“The righteousness of faith speaks in this way…’The word is near you, in your mouth and in your heart’ (that is, the word of faith that we preach): that if you confess with your mouth the Lord Jesus and believe in your heart that God has raised Him from the dead, you will be saved” (Rom. 10:6-9).
May we accept the statement in the last verse as literally true? Shall we be in danger if we do? Is not something more than faith necessary to salvation?
To the first of these questions we say, Yes. To the last two we say, No. So plain a statement cannot be other than literally true, that can be depended on by the trembling sinner.
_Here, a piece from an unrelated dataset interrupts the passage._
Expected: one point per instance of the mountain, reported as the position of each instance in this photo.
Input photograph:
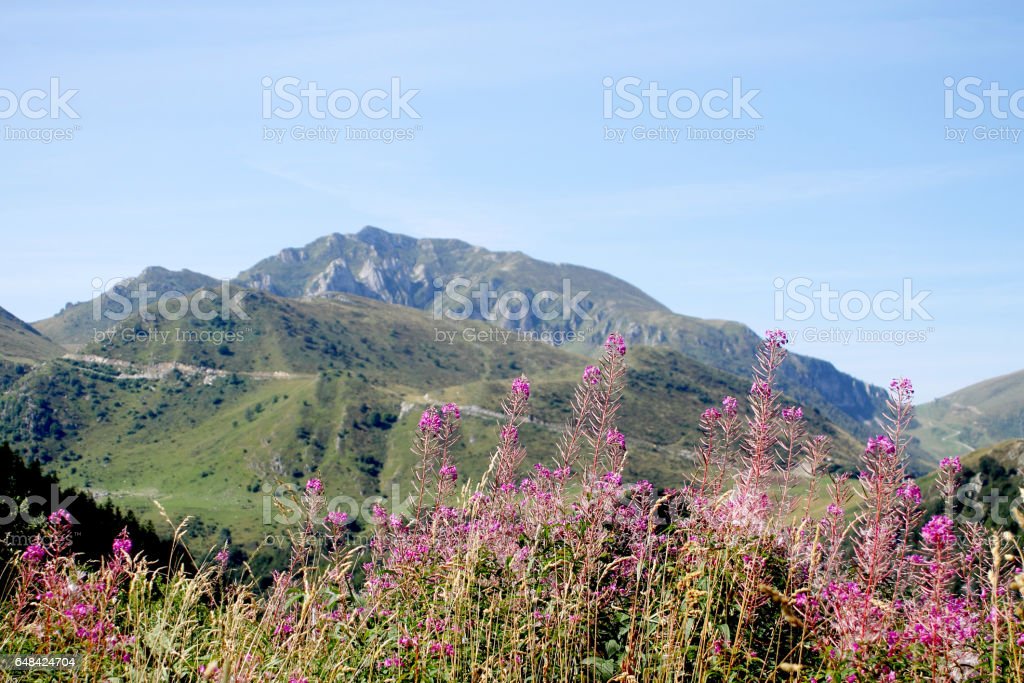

Take the case of the jailer at Philippi. Paul and Silas, after having been inhumanly beaten, were placed in his care. Notwithstanding their lacerated backs and manacled feet, they prayed and sang praises to God at midnight. Suddenly an earthquake shook the prison and all the doors were opened. It was not alone the dread of Roman justice if the prisoners should escape that caused the jailer to tremble. He felt in that earthquake shock a premonition of the great judgment. Trembling under his load of guilt, he fell down before Paul and Silas saying, “Sirs, what must I do to be saved?”
Mark well the answer: “ Believe on the Lord Jesus Christ, and you will be saved” (Acts 16:30,31). This agrees exactly with the words we quoted from Paul to the Romans. On one occasion the Jews said to Jesus, “What shall we do, that we may work the works of God?” Just the thing we want to know. Mark the reply: “This is the work of God, that you believe in Him whom He sent” (Jn. 6:28, 29).
Would that these words might be written in letters of gold and kept before the eyes of every struggling Christian. The seeming paradox is cleared up. Works are necessary; yet faith is all-sufficient, because faith does the work.